CFM built an entire technology room to explain the tests here at the Paris Air Show, which is held every two years in the French capital’s suburb of Le Bourget. The display includes the latest technologies that are being tested, such as parts made from special ceramic composites, 3D-printed fuel nozzles and nickel alloy compressor blades grown from a single crystal, but also the Gobi Desert dust and special sand that simulates the effects of volcanic ash.
CFM, the GE and Snecma (Safran) joint company that developed the LEAP engine, will have a lot of LEAPs to maintain. CFM President & CEO Jean-Paul Ebanga said in Paris on Saturday that the company has received 8,900 orders for the LEAP engine family valued at $124 billion (at list price), making it the best-selling engine in the company’s history. The first one is scheduled to enter service next year and by 2020, CFM will be shipping 1,800 LEAPs per year.
There are 30 engines on 15 test stands around the world, but the test plan calls for 60 engine builds going through some 40,000 cycles over the three-year testing run, which started in late 2013. “These engines are part of the most extensive ground and flight certification program in CFM’s history,” Ebanga says.
The LEAP will power new Airbus A320neo, Boeing 737MAX, and COMAC C919 planes. On May 19, a pair of LEAP-1A engines powered for the first time an Airbus A320neo. The plane has completed 23 flights and 75 flight hours as of last Friday without a hitch, according to Allen Paxson, CFM executive vice president.
The engine is like a big vacuum cleaner that sucks everything in front inside.

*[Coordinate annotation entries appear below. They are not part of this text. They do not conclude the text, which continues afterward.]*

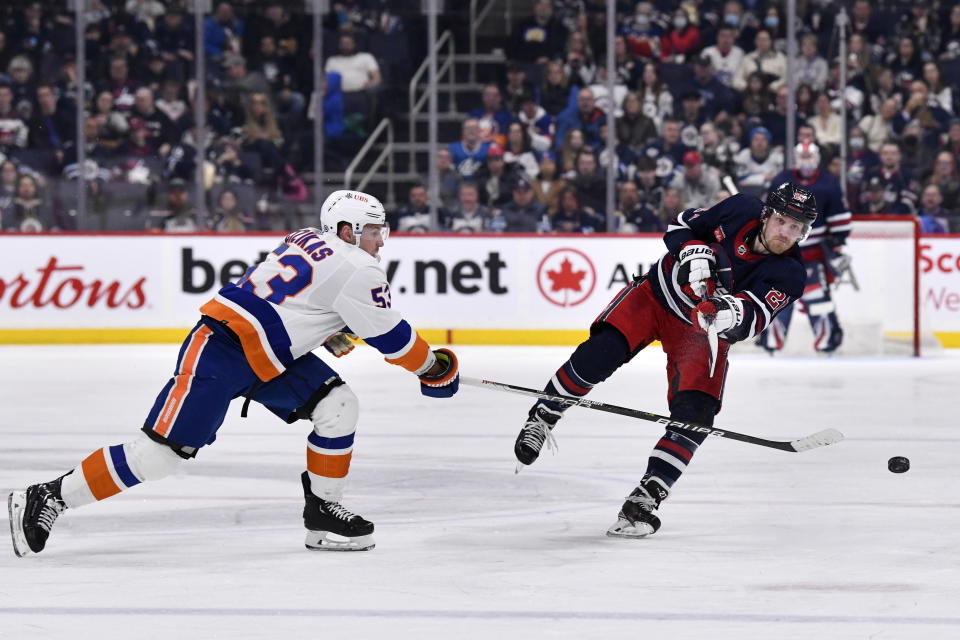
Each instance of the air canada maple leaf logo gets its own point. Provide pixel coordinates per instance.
(566, 277)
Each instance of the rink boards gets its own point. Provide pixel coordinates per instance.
(481, 289)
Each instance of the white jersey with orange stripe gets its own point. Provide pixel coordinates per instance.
(309, 288)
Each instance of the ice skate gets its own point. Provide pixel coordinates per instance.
(32, 513)
(638, 516)
(537, 430)
(332, 527)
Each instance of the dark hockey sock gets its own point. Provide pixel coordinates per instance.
(673, 452)
(591, 363)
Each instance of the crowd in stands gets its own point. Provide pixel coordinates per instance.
(700, 94)
(137, 113)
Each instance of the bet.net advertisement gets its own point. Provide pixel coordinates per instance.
(462, 282)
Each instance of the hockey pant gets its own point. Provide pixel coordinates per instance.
(632, 320)
(820, 308)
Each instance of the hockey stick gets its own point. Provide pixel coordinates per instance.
(845, 270)
(813, 441)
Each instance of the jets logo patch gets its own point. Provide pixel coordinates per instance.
(775, 299)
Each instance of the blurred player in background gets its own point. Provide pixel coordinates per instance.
(255, 340)
(822, 254)
(731, 269)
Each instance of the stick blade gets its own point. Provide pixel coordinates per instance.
(818, 439)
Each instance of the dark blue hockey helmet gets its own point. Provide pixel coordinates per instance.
(793, 201)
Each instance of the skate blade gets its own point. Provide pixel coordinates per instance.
(16, 502)
(623, 529)
(326, 541)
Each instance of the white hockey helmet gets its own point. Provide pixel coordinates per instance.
(355, 207)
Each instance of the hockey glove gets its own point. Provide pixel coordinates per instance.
(698, 268)
(339, 344)
(725, 312)
(839, 262)
(447, 382)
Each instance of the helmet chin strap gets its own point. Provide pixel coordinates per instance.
(763, 243)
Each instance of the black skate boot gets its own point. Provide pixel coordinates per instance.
(331, 527)
(638, 516)
(32, 514)
(537, 430)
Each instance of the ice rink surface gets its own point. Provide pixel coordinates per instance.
(756, 543)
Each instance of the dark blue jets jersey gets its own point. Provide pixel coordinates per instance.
(766, 283)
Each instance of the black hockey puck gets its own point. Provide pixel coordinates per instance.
(898, 464)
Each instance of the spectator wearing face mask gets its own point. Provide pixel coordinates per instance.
(725, 56)
(860, 160)
(898, 182)
(933, 217)
(682, 40)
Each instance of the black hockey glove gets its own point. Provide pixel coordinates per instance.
(698, 269)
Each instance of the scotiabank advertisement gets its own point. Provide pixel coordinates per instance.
(472, 282)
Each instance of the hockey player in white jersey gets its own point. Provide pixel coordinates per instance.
(255, 340)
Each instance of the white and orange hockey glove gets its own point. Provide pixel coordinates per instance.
(340, 344)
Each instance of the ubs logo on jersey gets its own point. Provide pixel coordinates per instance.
(566, 277)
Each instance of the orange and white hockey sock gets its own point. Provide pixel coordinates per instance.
(328, 463)
(110, 470)
(102, 474)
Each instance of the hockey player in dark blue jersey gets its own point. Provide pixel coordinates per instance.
(822, 254)
(731, 269)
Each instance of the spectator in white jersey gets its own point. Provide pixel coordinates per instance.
(758, 163)
(358, 69)
(726, 56)
(468, 215)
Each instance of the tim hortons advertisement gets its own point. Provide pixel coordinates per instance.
(486, 282)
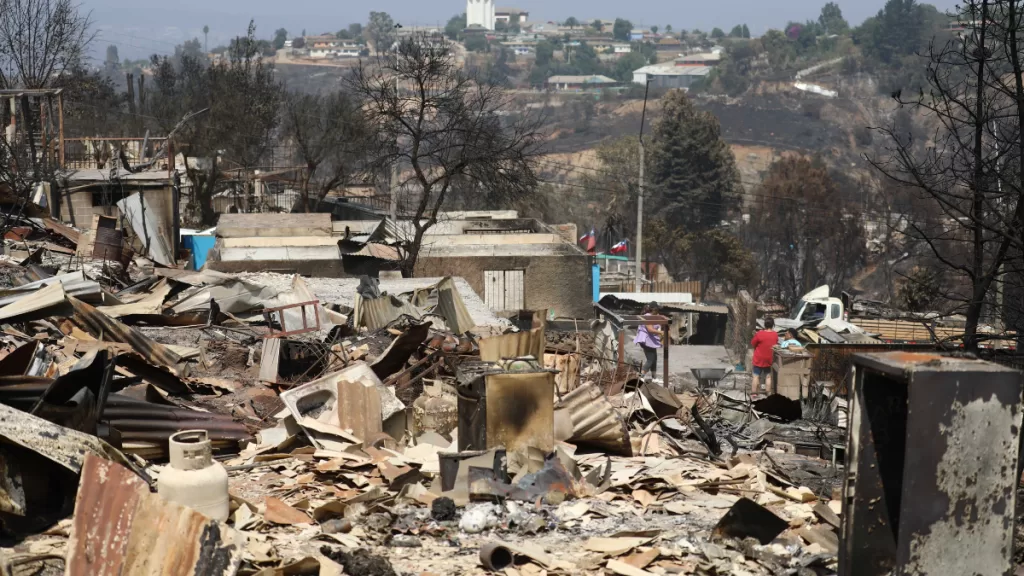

Test engineers install a special rig a few feet from the fan and inject the dirt straight into the engine while it is running. It is similar to other ingestion tests that are putting water, hail and other foreign objects into the engine. “Dirt and dust is sometimes more difficult then other test as our new engines are very efficient at slinging material away from the core,” says Brian DeBruin, who run GE’s test operations site in Peebles, Ohio. “This has caused us to redesign the delivery system so we can achieve the test mission.”
DeBruin says that the tests allow engineers to build robust engines that need less maintenance and stay on wing longer. “From these tests we learn changes to make or keep – for example, where the dirt collects and where it moves freely through the engine,” DeBruin says. “These tests also allow us to test new coatings that either protect the parent metal or help it to shed the dirt. Once we find promising coatings we then do additional tests in other conditions to ensure it will cover the range of full flight conditions.”
These are not the only harsh tests. To pass the “flocking bird test,” the engine must sustain the impact of seven birds at the same time. “The first three birds must strike within 10 percent of the nose cone for the test to count and they have to come in beak first,“ says CFM’s Paxson. “If they hit sideways, it invalidates the test.”
Another test involves shooting a slab of ice the size of a one-inch thick cutting board at the engine. The ice must remain whole until impact. It took the engineers 19 tries before they succeeded, Paxson says. Another test called the “triple redline test” pushes the engine to its limits: maximum speed of the fan, maximum speed of the core (the heart of the engine), and maximum temperature, all at the same time. “You would never see this in commercial service,” Paxson says.
Many of the most difficult tests have now been completed. CFM recently finished flying a LEAP-1A engine mounted on GE’s flying test bed made from a converted Boeing 747 in Alaska for natural icing tests. The test bed also allows the team to monitor the engine’s performance during high-G force turns and in-flight engine shut-downs and start-ups. To date, CFM has completed more than 50 flights and the engines have flown for more than 425 hours on GE’s two flying test beds.
Says Paxson: “The engines have accomplished what they were supposed to do.”